As the extractive activity between 1998 and 2009 was intensive in Patagonian scallop beds, with an increase in the fishing effort in part of the study area in 2007 and 2009 (^{Escolar, Campodónico, Marecos, & Schejter, 2015}), the chronic trawling could produce removal both of worms inside the tubes and soft sediments, consequently unavailable for infaunal settlement of juvenile worms. In the case of the related species C. variopedatus, larvae are planktonic, drifting and feeding in the water column before settling and building a permanent pergamentaceous U-shaped tube buried into the soft bottoms (^{Fauchald, & Jumars, 1979}; ^{Rouse, 2001}). C. antarcticus showed to be successful colonizer of hard substrata, as during 2007-2008, scallops supplied the most important settlement substrate in the study area, although it is characterized by sandy soft-bottoms, like more than 90% of the Argentinean continental shelf (^{Parker, Paterlini, & Violante, 1997}). The sediment type was characterized by fine sands in this area from samples collected between 38° - 38° 30’ S (^{Lasta, 2013}) and the absence of biogenic substrates was shown by means of multibeam sonar (^{Madirolas, Isla, Tripode, Alvarez Colombo, & Cabreira, 2005}).

Regarding the presence of free worms during the study period, these results show great variations in the spatial distribution both of inhabited and empty tubes among years. In general, the whole study area was subjected to closures to scallop fishery that covered different areas during different periods of time throughout 2008-2014, ranging between ~8.2 % of the management unit during 4 months in 2009 and ~83.3 % during 12 months in 2012 (^{Campodónico & Mauna, 2014}). Life cycles and population dynamics of the majority of the invertebrate species living in the benthic community dominated by the Patagonian scallop are unknown (^{Bremec & Echeverría, 2005}), and hence, basic knowledge lacks to differentiate between natural and anthropogenic variations. The life span of a related Chaetopterus species in lower Chesapeake Bay showed that few individuals lived > 1 yr during two years period, 1994-1995 (^{Thompson & Schaffner, 2001}). It is well known that populations of benthic species with planktonic larvae are influenced by a multitude of factors, such as larval transport processes or unpredictable food supply, however, assuming an annual life cycle of C. antarcticus, these results are more than expectable and showed a trend already demonstrated worldwide. Trawling fisheries affect marine bottoms and ecosystems in many different, but interrelated, ways, as they produce resuspension of sediments and remove a great number of individuals depending on the gear and type of sediment (^{Hall, 1999}; ^{Collie, Hall, Kaiser, & Poiner, 2000}; ^{Kaiser, Collie, Hall, Jennings, & Poiner 2002}; ^{Hiddink, Jennings, & Kaiser, 2007}; ^{Hinz, Prieto, & Kaiser, 2009}; ^{Clark et al., 2016}). Although the aptitude of some chaetopterids to attach tubes to hard substrates was already reported (^{Bailey-Brock, 1976}; ^{Rouse, 2001}), the described behavior of C. antarcticus was not commonly registered previously in the study area and constitutes an extraordinary event that, in the present case, could be the result of intensive sediment disturbance, and shows the capacity of adaptation of the species to environmental changes.

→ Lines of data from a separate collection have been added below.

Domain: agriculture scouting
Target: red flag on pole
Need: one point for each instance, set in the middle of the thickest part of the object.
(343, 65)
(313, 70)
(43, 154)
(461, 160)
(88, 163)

Ethical statement: authors declare that they all agree with this publication and made significant contributions; that there is no conflict of interest of any kind; and that we followed all pertinent ethical and legal procedures and requirements. All financial sources are fully and clearly stated in the acknowledgements section. A signed document has been filed in the journal archives.